Arbeiten müssen habe ich gestern den ganzen Tag.

という言い方はないはずです。

Arbeiten musste ich gestern den ganzen Tag.

と過去形にするしかありません。

Gemacht haben muss er an der ganzen letzte Wochenende die Party!

この文ですが、Wochenendeは中性名詞なので、an derではなくamです。ただし、「先週末ずっと」ということならanは使わず、das ganze letzte Wochenendeと4格で副詞とします。また、「先週末ずっと」なら、Partyは複数の方がよく、特定のパーティーではないので定冠詞は不要です。これらを考慮して文法的に組み立てると、

Partys gemacht haben muss er das ganze letzte Wochenende!

となりますが、非常に違和感のある文です。純粋に文法的には成り立っているとしても、ネイティヴ・スピーカーなら、上のような文は会話では言わないと思います。何のためにPartys gemacht habenを前に出さなければならないかがわかりません。日本語訳を拝見していると、どうも文の冒頭に出した語が強調されると単純に考えているようですが、これはちょっと考えすぎでしょう。たぶん、最初の方の文もそういうつもりでarbeitenを前に出したのだろうと思いますが、話すときにどの語にアクセントを置くかでも違いますし、会話の前の文の内容によってどう受けるかということでも語順は変わってきます。そもそもドイツ語文では、文末の語にも重さがあるので、ごく普通の文でarbeitenやPartysを最後に持っていっても大して変わりません。
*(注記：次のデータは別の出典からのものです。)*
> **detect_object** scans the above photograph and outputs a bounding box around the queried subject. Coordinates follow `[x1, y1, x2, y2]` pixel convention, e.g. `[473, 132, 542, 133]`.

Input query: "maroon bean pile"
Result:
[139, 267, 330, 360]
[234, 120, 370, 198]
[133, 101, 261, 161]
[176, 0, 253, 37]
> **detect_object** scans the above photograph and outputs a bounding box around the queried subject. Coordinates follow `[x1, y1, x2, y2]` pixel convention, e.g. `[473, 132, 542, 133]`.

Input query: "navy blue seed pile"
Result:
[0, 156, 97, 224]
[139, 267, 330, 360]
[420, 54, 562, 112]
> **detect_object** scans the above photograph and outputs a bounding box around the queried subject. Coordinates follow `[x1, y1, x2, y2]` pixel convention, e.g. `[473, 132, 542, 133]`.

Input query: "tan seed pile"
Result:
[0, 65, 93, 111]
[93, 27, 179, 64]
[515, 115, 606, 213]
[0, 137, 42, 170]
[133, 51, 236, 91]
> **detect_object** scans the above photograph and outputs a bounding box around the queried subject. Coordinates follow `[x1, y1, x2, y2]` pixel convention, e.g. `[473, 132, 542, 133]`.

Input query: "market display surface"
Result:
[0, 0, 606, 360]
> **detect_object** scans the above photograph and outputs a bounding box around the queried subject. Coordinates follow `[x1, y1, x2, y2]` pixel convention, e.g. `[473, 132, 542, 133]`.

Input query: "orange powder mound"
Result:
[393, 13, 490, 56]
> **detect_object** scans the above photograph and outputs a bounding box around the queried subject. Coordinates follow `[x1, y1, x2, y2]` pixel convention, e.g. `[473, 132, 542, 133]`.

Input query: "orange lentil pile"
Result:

もちろん、直前に「昨日はどうしてた?」とか「彼は週末どこで何をしていたんだ?」という質問があったのなら、arbeitenやPartysを冒頭に言うこともあるとは思いますが、それにしても、Partys gemacht haben muss er das ganze letzte Wochenende! は日常会話的な文ではありませんね。

Sicher hat er das ganze letzte Wochenende Partys gefeiert!

くらいではないでしょうか。「パーティーをする」という表現も、「する」と聞けばついmachenで済ませてしまいがちですが、やはり適切な動詞があります。eine Party geben/abhalten/feiern/genießen などを使ってみてください。

知恵袋は、不真面目な回答や回答者同士の中傷があるので私は基本的に見ませんが、そこそこの回答はつくのではないでしょうか。過去の質問を拝見しましたが、未解決のものは二つだけのようです。

fallen lassenを含む文がありましたが、使役の動詞lassenは受動態にはできないでしょう。

irgendwerとjemandの違いですが、irgendwerは、誰だか知らない人を指し、jemandは、知っているか知らないかは問題とせずに、漠然と「誰か」を指します。

なお、私に関する文で、Der würde ohne Zweifel mir helfen, denke ich!というのはよくありません。指示代名詞derをこのように使うと、「あいつ」というニュアンスになる場合があります。単純にerで結構です。ohne Zweifelはmirのあとに来ます。また、日本語ではよく「~と思う」という言い方をするので、日本人はついich glaubeとかich denkeを連発する傾向がありますが、接続法第II式のwürdeにそういうニュアンスが含まれるので、denke ichは無くてもよいです。

投稿日時 - 2016-10-16 00:47:11

お礼

詳細かつ分かりやすいご回答をありがとうございます。
また、その他の質問にも隈なく目を通していただいたようで、併せて感謝します。

『たとえ文法理論上は正であっても、実際のネイティブは言わない』という線引きが独学では分からず、また身の周りにTastenkastenさんほどに、ドイツ語に造詣が深い方もおりませんでしたので(ネット上含め)、非常に助かりました。

仕方のないことではありますが、今後はご回答が難しくなるとのこと、非常に残念です。

もしも今後機会があえば、ぜひまたTastenkastenさんにご教示願いたいです。
ご回答本当にありがとうございました。